Hint: what to compare提示：比较什么 The most revealing comparison is between decoupling ON vs OFF under the same mismatch. If decoupling makes things worse under mismatch, that proves the feedforward is injecting errors based on wrong parameters. 最有说明力的对比是在相同失配下，解耦开启 vs 关闭。如果失配时解耦反而更差，就证明了前馈基于错误参数在注入误差。
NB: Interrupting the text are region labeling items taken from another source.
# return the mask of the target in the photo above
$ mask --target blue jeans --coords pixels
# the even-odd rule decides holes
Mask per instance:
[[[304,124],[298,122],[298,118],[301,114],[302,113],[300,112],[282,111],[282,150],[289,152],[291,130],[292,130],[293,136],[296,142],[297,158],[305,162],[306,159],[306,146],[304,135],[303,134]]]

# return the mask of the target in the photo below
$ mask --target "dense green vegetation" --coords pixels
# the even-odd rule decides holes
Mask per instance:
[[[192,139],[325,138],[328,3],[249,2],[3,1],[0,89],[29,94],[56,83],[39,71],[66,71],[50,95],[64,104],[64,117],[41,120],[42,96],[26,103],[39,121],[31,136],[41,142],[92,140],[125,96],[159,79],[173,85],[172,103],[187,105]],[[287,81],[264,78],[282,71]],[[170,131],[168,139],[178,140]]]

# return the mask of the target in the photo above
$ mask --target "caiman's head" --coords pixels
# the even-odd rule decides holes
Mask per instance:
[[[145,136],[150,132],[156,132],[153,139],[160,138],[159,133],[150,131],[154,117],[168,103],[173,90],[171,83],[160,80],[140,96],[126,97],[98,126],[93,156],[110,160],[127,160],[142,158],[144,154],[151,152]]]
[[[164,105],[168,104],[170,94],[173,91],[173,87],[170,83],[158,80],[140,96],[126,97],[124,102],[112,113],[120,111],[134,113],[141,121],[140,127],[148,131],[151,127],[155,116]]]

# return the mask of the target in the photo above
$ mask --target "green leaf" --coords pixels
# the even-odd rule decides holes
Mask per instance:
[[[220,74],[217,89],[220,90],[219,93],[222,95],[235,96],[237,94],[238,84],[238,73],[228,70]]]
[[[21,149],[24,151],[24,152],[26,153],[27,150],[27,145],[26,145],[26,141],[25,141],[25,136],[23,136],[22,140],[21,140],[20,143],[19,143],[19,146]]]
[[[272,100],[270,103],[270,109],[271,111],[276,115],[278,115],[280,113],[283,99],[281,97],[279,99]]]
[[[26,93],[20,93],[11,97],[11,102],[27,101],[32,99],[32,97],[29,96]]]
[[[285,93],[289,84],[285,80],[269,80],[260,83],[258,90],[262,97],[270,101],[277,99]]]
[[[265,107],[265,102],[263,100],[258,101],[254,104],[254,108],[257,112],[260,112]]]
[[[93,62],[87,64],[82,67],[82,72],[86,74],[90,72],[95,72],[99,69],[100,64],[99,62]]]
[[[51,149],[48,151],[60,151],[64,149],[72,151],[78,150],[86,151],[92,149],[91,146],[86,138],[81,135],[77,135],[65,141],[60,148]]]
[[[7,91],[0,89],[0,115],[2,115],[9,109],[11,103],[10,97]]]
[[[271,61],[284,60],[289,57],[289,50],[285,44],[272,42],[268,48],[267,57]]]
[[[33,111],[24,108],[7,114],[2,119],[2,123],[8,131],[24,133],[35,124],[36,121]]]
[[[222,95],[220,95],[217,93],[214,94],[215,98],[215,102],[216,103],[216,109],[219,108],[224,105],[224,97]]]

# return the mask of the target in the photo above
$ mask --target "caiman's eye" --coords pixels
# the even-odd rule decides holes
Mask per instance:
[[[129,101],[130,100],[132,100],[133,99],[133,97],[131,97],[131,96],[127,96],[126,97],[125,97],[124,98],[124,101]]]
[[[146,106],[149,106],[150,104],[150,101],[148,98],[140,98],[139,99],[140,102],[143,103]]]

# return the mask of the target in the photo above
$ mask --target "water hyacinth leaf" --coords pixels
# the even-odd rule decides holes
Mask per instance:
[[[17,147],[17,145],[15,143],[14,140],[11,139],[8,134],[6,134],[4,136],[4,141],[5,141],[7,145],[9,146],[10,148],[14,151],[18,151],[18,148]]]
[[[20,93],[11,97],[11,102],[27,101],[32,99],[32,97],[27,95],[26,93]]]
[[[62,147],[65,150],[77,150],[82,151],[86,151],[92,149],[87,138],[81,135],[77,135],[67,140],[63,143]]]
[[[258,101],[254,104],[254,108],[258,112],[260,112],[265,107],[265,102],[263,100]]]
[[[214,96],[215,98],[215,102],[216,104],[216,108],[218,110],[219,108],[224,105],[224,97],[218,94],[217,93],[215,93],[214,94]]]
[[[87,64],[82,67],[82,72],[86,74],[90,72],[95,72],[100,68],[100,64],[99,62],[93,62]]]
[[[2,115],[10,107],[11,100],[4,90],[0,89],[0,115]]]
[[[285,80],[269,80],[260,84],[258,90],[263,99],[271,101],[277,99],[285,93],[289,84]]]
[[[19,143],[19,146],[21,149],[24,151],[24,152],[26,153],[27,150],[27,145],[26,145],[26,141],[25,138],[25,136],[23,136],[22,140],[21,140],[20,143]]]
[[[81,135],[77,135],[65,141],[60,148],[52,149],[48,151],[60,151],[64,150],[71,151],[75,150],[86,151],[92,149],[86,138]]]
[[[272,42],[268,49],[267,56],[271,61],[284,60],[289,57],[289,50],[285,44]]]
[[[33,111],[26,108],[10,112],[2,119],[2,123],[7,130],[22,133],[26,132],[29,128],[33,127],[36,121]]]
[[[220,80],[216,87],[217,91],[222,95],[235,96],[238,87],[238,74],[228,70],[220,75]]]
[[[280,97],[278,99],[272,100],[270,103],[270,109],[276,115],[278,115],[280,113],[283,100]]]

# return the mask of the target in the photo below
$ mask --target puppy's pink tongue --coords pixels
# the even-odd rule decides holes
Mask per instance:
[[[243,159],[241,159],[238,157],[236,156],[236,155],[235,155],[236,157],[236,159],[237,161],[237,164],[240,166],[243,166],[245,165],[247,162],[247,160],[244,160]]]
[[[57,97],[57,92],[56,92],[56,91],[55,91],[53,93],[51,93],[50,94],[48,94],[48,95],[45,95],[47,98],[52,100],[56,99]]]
Task 3: Three-scenario comparison任务 3：三场景对比

Scenario A: Matched parameters + decoupling ON (baseline)场景 A：参数匹配 + 解耦开启（基准）
Scenario B: Mismatched parameters + decoupling ON场景 B：参数失配 + 解耦开启
Scenario C: Mismatched parameters + decoupling OFF场景 C：参数失配 + 解耦关闭

Compare speed tracking and current waveforms across all three scenarios. Explain why Scenario B may perform worse than Scenario C. 对比三种场景下的速度跟踪和电流波形。解释为什么场景 B 可能比场景 C 更差。

Q5

Why does parameter mismatch hurt decoupling more than no-decoupling?为什么参数失配对解耦的伤害大于无解耦？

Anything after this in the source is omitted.